The unsustainable corporate and governmental extraction practices for agricultural and municipal use are part of the larger global emergency of climate change and is exacerbated by rising sea levels and droughts. With a steadily rising population, demand for fresh water in Florida is expected to increase at least 23% by 2035.
As demand increases, the underground supply will be further exploited and over-pumped, resulting in the overall depletion of our freshwater supply, the weakening of limestone leading to sinkholes, the release of dangerous pollutants into the atmosphere, and the deterioration of the Everglades and natural swamps that act as filtration systems for the water we drink.
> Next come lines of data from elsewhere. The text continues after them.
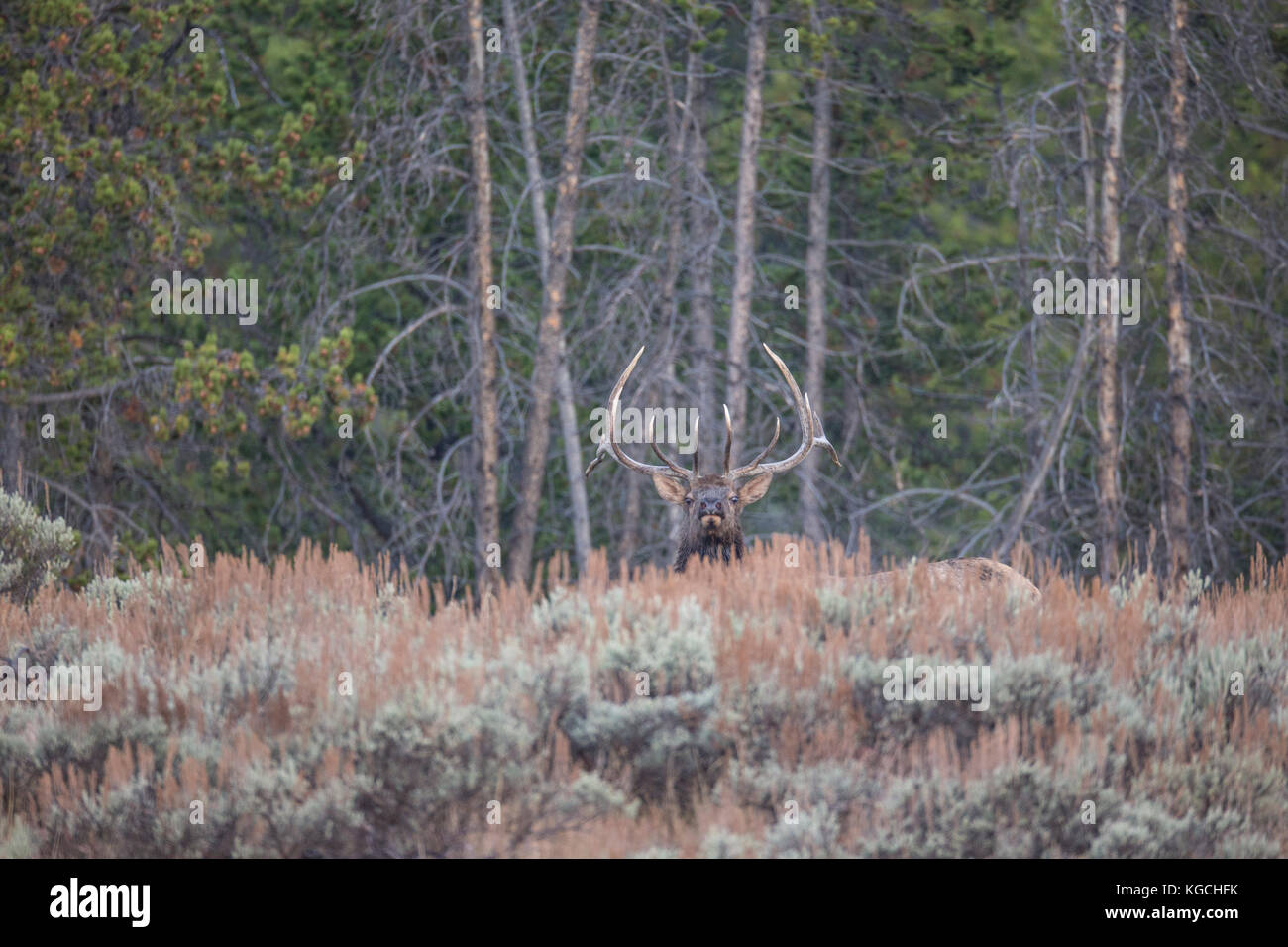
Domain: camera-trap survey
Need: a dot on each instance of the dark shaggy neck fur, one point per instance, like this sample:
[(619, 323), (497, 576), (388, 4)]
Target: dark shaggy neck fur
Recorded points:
[(720, 545), (706, 547)]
The Florida Department of Environmental Protection, the main agency responsible for issuing groundwater pumping permits, is complicit with the further deterioration of Florida’s water. The FDEP continues to issue permits across the state despite research showing extensive flow reduction and ongoing groundwater pollution that far exceeds the current legal limits.
Evidence in Your Own Backyard
The ill-effects of aquifer extraction are being felt throughout the state of Florida, from the Everglades to the extensive spring networks of North Florida, all while consumption increases and any opportunities for recovery continue to wither. According to a 2020 study by the Florida Department of Environmental Protection (FDEP), if Florida does not drastically alter their drilling/pumping practices “...Existing sources of water will not adequately meet the reasonable-beneficial needs [of Floridians] for the next 20 years.” This means the lakes, springs, rivers, and any body of water in Florida’s massive aquatic ecosystem has been and will continue to be negatively impacted.
A water shortage is just one of many issues that will inevitably arise from the depletion of our natural aquifers. As water depletes, wells will need to be redrilled to accommodate the new water level. The costs of redrilling and longer pumps will reflect in rising prices for consumers. Contaminants from fracking, pesticides, and fertilizer runoff remain a constant issue in groundwater quality. Without access to clean drinking water, entire ecosystems will collapse. We have already seen the large-scale destruction of wildlife, trees, and fish spurred by contamination and groundwater pumping across the United States. According to a report published in Issues in Science and Technology, “Groundwater pumping has dried up or degraded 90 percent of Arizona’s desert streams, rivers, and riparian habitats.” If immediate action is not taken by our elected officials, Florida will undoubtedly suffer the same fate.
So, What Can We Do?!
We are in a Water Emergency
The Commissioner of Agriculture can use Florida Statute 570.07 to declare aquifer depletion/contamination an agricultural emergency, in which the Commissioner may “make, adopt, and promulgate rules and issue orders which will be effective during the term of the emergency.”[1 Through emergency powers, the Commissioner can strictly enforce any environmental regulations related to both surface and groundwater in their purview that have been ignored by the FDEP.
Additionally, the Commissioner will ensure that counties, special districts, municipalities, water management districts, and the FDEP adhere to FL statute 373.707, which mandates that these entities cooperate and work towards the development of an alternative.